Tale applicazione non richiede il ritorno in sala operatoria ma solo una sessione in un ambulatorio attrezzato con questo speciale laser; non è necessaria anestesia al di fuori della semplice “topica” (gocce instillate localmente).
Ciò può esporre ad un maggior rischio di debolezza retinica, ed è quindi consigliabile effettuare controlli periodici e regolari della retina.
Nuove lenti, nuove possibilità
Le lenti normalmente impiantate negli occhi operati di cataratta sono pieghevoli (cioè ripiegabili su se stesse in maniera da potere essere introdotte nell’occhio attraverso un’apertura molto piccola) in materiale acrilico; tale materiale ha dimostrato di essere quello che meno stimola la formazione di una cataratta secondaria. Attualmente sono in fase di avanzata sperimentazione e di impianto su richiesta del paziente alcune lenti intraoculari progettate per ovviare al maggiore inconveniente delle attuali I.O.L. monofocali, che permettono la messa a fuoco di un solo piano focale (generalmente si sceglie l’infinito) e costringono all’uso di occhiali per la lettura a distanza ravvicinata.

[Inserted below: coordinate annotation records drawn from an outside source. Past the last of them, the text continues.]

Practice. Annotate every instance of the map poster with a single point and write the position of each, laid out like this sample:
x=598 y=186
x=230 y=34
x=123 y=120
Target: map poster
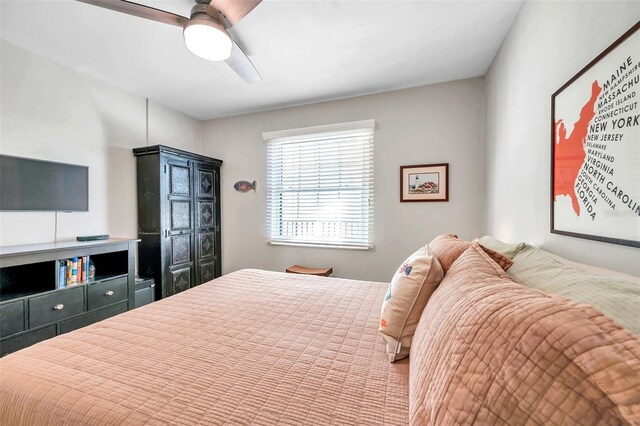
x=595 y=154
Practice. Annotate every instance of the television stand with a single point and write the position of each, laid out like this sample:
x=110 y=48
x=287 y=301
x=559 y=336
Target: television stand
x=36 y=305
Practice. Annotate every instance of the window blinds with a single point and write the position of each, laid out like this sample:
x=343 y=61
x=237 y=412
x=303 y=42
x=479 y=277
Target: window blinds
x=320 y=186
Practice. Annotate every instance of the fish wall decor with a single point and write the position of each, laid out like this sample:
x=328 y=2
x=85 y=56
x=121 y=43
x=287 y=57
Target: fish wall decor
x=244 y=186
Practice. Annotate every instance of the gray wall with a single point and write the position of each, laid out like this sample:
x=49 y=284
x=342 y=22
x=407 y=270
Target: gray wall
x=52 y=112
x=431 y=124
x=547 y=45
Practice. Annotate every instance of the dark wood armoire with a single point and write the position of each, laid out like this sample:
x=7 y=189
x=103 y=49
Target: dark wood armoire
x=178 y=218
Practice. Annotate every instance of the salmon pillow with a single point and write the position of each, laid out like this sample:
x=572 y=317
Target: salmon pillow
x=408 y=294
x=448 y=248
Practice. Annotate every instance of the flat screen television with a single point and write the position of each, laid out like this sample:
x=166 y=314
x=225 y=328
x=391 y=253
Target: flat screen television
x=36 y=185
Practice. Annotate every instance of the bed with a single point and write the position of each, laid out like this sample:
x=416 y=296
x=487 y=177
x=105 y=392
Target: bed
x=265 y=348
x=252 y=347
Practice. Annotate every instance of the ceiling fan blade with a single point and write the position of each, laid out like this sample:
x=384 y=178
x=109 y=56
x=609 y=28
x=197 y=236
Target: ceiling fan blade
x=233 y=10
x=240 y=63
x=140 y=10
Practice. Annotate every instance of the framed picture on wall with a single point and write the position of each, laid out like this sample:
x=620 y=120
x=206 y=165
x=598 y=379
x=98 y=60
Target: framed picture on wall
x=595 y=148
x=426 y=182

Si distinguono al momento attuale due impostazioni, quella che prevede una lente rigida a zone focali multiple (“Array”) che, sfruttando il gioco pupillare permette al paziente di utilizzare la zona più adatta alla distanza focale necessaria, e lenti che invece sfruttano un meccanismo di pseudo-accomodazione per muovere avanti o indietro il piatto della lente stessa e dare quindi una messa a fuoco più fisiologica.

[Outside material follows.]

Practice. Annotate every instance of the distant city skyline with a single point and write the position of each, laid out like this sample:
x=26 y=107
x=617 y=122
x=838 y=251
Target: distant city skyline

Queste ultime sono, all’inizio del 2002, ancora da considerarsi sperimentali.
In conclusione
La cataratta è tuttora un problema di grande importanza a livello mondiale, perché la sua rimozione richiede uno strumentario di costo abbastanza elevato, non alla portata delle popolazioni dei Paesi in via di sviluppo; per tale ragione la cecità da cataratta è, in quei Paesi, ancora molto importante.
In Europa ed in America, invece, dove le più sofisticate metodiche chirurgiche trovano la miglior possibilità di applicazione grazie all’esistenza di strutture sanitarie ben attrezzate, il chirurgo oculista è in grado di porre rimedio a questo problema in maniera semplice e con bassissimi indici di rischio.